My point is that if there is no clear boundary, it's too risky for me to try this product even if it's open-core. For Elastic, their boundary is "database as a service" but I don't see anything similar in your license.
What I mean by that is your unified API can only support features that all of the APIs it is abstracting also support. Otherwise the users of that API will make calls and not know if they will work because it will depend on the backend.
The classic example of this was when people tried to create unified APIs for AWS, GCE, and Azure. They had to only support features all three had, otherwise the API would break if you used the wrong cloud provider, in which case it was easier to just interface directly with said cloud provider.
Which is a lot of words to say, how will you support multiple APIs with different feature sets without breaking your API?
There's a lot of subjectivity that goes into unifying functionalities across APIs. Traditional unified APIs must make these subjective decisions for all their customers in a one-size-fits-all manner.
Nango lets you customize integrations & schemas, so you can make these subjective decisions for yourself. The result is a unified API that truly fits your business use case.
Still, some radically diverging API functionalities cannot be unified, which requires some additional API-specific logic to handle. This can be abstracted in our integration scripts, supported by our tooling, instead of living in your main code-base.
Unification should mean creating a single interface that seamlessly interacts with multiple underlying services without needing custom adaptations for each case.
The issue with allowing for customization is that it leads to fragmentation. This defeats the purpose of having a unified API in the first place.

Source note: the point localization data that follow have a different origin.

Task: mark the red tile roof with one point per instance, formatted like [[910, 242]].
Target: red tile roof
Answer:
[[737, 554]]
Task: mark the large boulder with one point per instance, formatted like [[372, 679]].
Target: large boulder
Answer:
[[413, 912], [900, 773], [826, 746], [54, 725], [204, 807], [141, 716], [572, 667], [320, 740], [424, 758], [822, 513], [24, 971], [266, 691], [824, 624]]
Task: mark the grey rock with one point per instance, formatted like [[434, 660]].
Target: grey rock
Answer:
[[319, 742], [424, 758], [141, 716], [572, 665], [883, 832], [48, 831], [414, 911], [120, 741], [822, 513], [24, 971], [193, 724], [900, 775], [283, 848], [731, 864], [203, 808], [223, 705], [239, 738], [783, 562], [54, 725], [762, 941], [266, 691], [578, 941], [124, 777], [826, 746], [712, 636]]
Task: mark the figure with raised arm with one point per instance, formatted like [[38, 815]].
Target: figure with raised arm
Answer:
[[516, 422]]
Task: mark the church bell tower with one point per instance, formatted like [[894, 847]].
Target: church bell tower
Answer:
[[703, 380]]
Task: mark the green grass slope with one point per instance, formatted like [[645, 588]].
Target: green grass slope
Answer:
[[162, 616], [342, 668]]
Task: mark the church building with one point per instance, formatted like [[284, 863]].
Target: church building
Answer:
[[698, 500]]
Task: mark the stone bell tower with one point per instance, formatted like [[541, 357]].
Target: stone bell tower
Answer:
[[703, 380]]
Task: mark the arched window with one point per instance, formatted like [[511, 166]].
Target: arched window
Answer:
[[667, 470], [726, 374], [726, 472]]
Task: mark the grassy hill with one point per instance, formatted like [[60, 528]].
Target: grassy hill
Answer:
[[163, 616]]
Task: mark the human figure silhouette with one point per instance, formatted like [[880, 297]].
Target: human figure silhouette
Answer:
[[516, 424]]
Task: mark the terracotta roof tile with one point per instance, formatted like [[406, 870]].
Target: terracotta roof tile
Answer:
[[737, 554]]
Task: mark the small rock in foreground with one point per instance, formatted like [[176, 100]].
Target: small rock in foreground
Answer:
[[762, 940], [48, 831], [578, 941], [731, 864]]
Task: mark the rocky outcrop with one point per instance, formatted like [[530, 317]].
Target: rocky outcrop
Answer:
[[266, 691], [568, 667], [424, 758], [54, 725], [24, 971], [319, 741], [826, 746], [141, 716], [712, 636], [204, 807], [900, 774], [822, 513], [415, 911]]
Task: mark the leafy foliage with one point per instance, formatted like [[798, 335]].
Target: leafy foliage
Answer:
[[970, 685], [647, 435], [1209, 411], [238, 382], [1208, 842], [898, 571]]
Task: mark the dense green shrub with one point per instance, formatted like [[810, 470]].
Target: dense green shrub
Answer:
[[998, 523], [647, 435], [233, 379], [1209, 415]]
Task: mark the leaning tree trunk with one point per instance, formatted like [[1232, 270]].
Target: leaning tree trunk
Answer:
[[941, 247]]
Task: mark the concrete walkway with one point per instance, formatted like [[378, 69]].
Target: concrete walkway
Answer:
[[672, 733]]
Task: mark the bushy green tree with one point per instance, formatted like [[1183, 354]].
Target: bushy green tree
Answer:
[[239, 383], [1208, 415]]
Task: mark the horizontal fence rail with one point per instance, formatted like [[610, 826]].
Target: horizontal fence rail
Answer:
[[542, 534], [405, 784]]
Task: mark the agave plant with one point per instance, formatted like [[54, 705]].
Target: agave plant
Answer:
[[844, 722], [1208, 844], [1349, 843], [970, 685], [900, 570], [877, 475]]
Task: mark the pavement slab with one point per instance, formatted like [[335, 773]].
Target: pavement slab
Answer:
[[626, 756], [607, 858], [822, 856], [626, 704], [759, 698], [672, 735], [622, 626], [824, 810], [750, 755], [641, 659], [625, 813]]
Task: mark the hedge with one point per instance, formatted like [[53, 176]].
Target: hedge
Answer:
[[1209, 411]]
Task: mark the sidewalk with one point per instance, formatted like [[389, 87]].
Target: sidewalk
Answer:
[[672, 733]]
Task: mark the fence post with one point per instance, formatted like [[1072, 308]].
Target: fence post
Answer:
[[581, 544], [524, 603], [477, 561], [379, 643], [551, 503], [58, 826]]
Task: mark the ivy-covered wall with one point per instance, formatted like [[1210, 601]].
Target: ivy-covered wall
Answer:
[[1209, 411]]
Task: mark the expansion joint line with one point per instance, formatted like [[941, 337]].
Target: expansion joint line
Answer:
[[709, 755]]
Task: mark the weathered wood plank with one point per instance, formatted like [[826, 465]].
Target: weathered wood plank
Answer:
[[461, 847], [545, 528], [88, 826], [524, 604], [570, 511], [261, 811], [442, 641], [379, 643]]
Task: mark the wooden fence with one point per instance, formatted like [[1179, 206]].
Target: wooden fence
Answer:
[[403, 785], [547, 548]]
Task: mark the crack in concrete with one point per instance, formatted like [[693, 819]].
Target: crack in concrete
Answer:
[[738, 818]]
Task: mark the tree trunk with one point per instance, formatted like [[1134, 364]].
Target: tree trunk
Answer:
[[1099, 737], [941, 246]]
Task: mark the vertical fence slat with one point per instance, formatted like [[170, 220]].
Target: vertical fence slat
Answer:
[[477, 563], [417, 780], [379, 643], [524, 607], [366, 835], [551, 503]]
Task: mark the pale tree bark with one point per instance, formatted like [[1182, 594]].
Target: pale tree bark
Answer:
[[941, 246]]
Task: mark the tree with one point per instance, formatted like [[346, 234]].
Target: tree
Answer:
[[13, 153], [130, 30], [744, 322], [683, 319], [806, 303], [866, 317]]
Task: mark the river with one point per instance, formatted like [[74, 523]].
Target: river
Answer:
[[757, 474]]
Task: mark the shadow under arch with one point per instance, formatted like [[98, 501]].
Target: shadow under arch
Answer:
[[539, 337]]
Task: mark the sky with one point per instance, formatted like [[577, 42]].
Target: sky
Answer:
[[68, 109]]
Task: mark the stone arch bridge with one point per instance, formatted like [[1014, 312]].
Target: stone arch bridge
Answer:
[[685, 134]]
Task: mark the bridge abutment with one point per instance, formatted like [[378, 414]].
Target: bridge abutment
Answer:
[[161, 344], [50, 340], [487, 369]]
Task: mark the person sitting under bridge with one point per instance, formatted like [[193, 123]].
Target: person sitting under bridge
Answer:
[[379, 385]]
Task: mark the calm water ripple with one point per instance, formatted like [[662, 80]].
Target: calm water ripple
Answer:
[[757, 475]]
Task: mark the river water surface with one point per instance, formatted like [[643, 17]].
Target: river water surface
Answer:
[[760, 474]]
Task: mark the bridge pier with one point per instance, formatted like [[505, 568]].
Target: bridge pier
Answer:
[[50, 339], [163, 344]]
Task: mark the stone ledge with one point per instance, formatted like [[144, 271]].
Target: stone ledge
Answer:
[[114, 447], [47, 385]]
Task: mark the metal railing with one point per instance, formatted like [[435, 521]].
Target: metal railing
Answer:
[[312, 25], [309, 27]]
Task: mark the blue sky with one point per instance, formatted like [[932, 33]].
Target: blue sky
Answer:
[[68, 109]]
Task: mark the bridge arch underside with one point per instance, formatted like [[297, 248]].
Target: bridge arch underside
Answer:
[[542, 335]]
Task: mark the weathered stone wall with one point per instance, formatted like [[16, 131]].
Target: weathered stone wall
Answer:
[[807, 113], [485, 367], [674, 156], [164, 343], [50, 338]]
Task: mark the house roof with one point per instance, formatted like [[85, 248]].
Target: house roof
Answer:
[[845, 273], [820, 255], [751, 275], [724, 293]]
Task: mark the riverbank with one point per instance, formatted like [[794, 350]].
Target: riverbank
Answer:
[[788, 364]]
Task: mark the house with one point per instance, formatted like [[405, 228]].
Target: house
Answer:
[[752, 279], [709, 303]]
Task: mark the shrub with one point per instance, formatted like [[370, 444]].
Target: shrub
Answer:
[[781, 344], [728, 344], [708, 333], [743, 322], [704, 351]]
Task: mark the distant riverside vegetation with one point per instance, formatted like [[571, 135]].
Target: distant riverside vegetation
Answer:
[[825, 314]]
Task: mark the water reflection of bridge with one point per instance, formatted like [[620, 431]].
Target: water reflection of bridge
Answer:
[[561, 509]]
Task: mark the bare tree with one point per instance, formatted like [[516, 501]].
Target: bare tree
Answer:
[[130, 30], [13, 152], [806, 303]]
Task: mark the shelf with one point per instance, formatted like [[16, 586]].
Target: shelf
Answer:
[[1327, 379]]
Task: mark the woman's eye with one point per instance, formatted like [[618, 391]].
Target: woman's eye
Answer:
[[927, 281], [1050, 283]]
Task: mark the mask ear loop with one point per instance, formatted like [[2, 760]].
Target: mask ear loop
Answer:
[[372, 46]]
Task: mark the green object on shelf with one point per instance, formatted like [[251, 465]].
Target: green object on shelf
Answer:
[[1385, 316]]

I'm not sure whether the convenience of unifying leftover common functionalities like authentication outweighs the complexity and reliance introduced by adding another layer to the tech stack.
In practice, most customers we serve have use cases that could not be supported by traditional unified APIs, but are still better off not rebuilding an integration infrastructure from scratch.
We also offer professional services to outsource the customization, so you still have an off-the-shelf unified API, but specific to your company.
I'd be happy to join the Slack and chat.